La santé de Catherine est brisée par la mort de ses parents; pour la remettre sur pied, ses soeurs lui proposent un séjour aux bains de Schwalbach en Allemagne. Elles profitent de leur séjour en Europe pour recruter prêtres et religieuses en faveur des missions indiennes aux États-Unis et se rendent à Rome où, en janvier 1887, elles sont reçues en audience privée par le pape Léon XIII. Quand Catherine supplie le Saint-Père d'envoyer des missionnaires aux Indiens, elle reçoit cette réponse inattendue: «Pourquoi, mon enfant, ne devenez-vous pas vous-même missionnaire? Sainteté, dit-elle, je n'ai pas demandé des religieuses; j'ai demandé des prêtres». Elle n'a pas bien compris le sens de la question du Pape, mais l'inquiétude qui la presse depuis longtemps atteint son paroxysme: dès l'âge de quatorze ans, elle a ressenti un attrait persistant pour la vie religieuse; elle en a même souvent parlé à sa belle-mère sans en recevoir aucun encouragement. La vocation religieuse cloîtrée, oui, mais missionnaire... elle n'y a jamais songé!

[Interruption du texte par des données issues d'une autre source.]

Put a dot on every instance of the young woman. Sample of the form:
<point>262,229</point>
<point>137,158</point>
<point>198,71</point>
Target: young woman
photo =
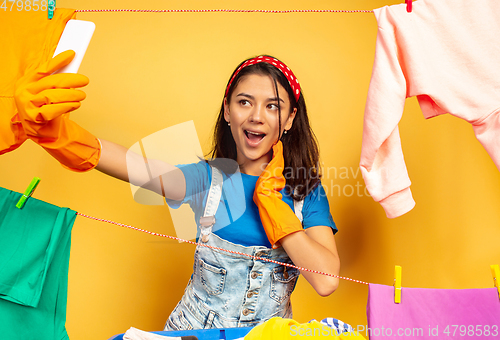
<point>263,127</point>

En septembre de cette même année, Catherine, en compagnie de ses soeurs, visite les missions indiennes dans les Dakotas, à cheval, en chariot et par chemin de fer, à travers des territoires rudes et dangereux. Là, elle rencontre Red Cloud, le célèbre chef sioux, et fait l'expérience de l'état pitoyable des Indiens. Dès son retour, Catherine se décide à une aide systématique en faveur des missions indiennes. En quatre ans, elle finance la construction de treize écoles. Cette attention pour les Indiens se double d'une préoccupation pour le sort des Noirs américains qui, malgré l'émancipation officielle, sont encore l'objet de traitements injustes. «L'esprit de solidarité doit croître dans le monde, pour vaincre l'égoïsme des personnes et des nations. Ce n'est qu'ainsi que l'on pourra mettre un frein à la recherche de la puissance politique et de la richesse économique en dehors de toute référence à d'autres valeurs...» (Jean-Paul II à l'occasion du jubilé des responsables politiques, le 4 novembre 2000).
Une perspective salutaire
Pendant longtemps, Catherine a été dissuadée de suivre une vocation religieuse par son directeur spirituel, Mgr James O'Connor, évêque d'Omaha (Nebraska), qui la juge incapable d'en soutenir les austérités; il l'incite à réfléchir, attendre et prier. Enfin, en novembre 1888, à la lecture d'une lettre dans laquelle Catherine révèle l'anxiété et la tristesse qu'elle ressent à attendre, Mgr O'Connor change d'avis et lui propose trois congrégations religieuses. Catherine répond qu'elle désire un ordre missionnaire pour les Indiens et Noirs américains; mais il n'en existe pas! Mgr O'Connor l'encourage alors à fonder elle-même une Congrégation nouvelle. Cette perspective n'enthousiasme pas Catherine: «La responsabilité d'un tel appel m'écrase presque, parce que je suis infiniment pauvre dans les vertus nécessaires». L'évêque, cependant, maintient son avis, et, le jour de la fête de saint Joseph, 19 mars 1889, Catherine capitule: «La fête de saint Joseph m'apporta la grâce de donner le restant de ma vie aux Indiens et aux Noirs, d'entrer pleinement dans vos vues concernant ce qui est le mieux pour le salut de ces peuples». Mgr O'Connor demande alors aux Soeurs de la Merci, à Pittsburgh, de former Catherine à la vie religieuse. Elle est reçue à leur noviciat, le 7 novembre 1889; mais quelques mois plus tard, la mort de Mgr O'Connor prive le projet de fondation de son unique soutien. Apparemment si fâcheuse, cette mort purifie l'âme de Soeur Catherine et la prépare à sa tâche future. C'est alors que l'archevêque de Philadelphie, Mgr Patrick Ryan, vient à son secours et lui propose son aide.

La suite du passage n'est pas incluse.